障害者リーダー育成海外研修派遣事業の実施(1981年)

1981(昭和56)年3月22日、全国紙朝刊に「ミスタードーナツ障害者リーダー米国留学生募集」の15段全面広告が掲載された。その広告はひときわ目立った。

そこには、ねむの木学園の宮城まり子先生の写真とメッセージが掲載され、下段に障害者リーダーを募集する要項が掲載されていた。

これは、ミスタードーナツが創業10周年を迎えたのを機に、地域のお客様に「お礼返し」をと企画された記念事業であった。

この年、国際連合は全世界に向け「障害者の社会への完全参加と平等」を実現するために「国際障害者年」を提唱していた。この記念事業は、その呼びかけに応えたものであった。

この障害者リーダー募集の全面広告は、全国に大きな反響を巻き起こした。その日からミスタードーナツ事業部には激励や共感の声が寄せられ、当事者からは募集の問い合わせが殺到した。手紙も多数寄せられた。「障害者として生まれたわが子と今日まで苦闘してきた歴史を綿々と綴り、明るい希望が見えてきた」と語る母親。「快挙だ!感激した。いつまでも続けて」と、この制度の永続を願う手紙。「こうした制度を待っていた。よくぞやってくれました」と、率直に喜ぶ当事者の手紙等々…。

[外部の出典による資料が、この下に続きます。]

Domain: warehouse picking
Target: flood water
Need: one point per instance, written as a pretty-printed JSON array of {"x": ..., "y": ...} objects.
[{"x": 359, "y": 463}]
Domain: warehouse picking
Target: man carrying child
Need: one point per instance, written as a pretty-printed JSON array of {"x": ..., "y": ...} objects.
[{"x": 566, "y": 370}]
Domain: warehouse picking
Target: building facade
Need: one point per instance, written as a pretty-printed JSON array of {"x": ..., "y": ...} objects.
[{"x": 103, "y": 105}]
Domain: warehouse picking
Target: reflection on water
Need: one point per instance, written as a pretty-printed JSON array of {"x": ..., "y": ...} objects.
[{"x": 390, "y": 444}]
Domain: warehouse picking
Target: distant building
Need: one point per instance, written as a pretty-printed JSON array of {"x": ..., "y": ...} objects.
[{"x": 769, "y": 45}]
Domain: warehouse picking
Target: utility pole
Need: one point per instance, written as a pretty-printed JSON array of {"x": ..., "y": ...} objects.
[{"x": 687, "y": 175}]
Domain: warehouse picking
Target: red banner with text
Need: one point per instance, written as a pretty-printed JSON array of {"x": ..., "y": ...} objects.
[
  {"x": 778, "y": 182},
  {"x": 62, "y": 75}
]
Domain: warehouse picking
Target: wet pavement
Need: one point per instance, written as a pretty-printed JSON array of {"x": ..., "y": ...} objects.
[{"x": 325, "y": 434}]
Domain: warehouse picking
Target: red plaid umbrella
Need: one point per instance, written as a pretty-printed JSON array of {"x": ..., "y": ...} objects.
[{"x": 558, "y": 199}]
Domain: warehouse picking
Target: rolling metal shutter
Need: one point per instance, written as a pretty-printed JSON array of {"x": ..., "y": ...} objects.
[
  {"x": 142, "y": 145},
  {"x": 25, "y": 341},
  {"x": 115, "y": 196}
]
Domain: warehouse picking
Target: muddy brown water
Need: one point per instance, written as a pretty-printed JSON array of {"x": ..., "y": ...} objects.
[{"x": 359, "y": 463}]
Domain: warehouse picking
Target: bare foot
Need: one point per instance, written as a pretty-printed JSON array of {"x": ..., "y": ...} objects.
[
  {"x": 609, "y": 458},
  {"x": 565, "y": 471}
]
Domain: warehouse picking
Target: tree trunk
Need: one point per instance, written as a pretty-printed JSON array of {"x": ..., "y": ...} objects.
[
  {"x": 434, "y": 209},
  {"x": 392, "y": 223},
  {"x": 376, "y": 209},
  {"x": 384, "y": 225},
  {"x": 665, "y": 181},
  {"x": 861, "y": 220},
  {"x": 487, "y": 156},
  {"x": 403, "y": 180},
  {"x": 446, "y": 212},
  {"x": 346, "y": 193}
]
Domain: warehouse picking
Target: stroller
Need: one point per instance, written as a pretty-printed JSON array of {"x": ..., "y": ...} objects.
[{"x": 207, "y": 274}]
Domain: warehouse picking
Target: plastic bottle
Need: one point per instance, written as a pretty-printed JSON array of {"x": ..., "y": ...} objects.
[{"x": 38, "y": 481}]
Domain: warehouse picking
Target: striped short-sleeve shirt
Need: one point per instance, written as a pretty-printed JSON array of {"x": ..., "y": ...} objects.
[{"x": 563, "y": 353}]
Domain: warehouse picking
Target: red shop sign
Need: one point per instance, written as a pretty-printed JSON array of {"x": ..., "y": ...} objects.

一般の方々のこうした熱狂的とも言える反響に、事業部は大いに勇気づけられた。

あまりにも大きな反響に、この事業を1回限りのキャンペーンに終わらせず、永続させるために、1981年9月にダスキンは「財団法人広げよう愛の輪運動基金」として許可申請を行い、同年11月26日に公益法人として認可された。

この事業で海外研修を経験した卒業生が地域の障害者仲間と共に自立生活運動を通して「自立生活センター」を立ち上げ、地域での障害者の地位向上に大きく貢献してきた。このほかにも、大学で教鞭を取る人や県会議員として政策の立案に携わったり、障害者スポーツで活躍される方など…。

ここには研修生449人の物語がある。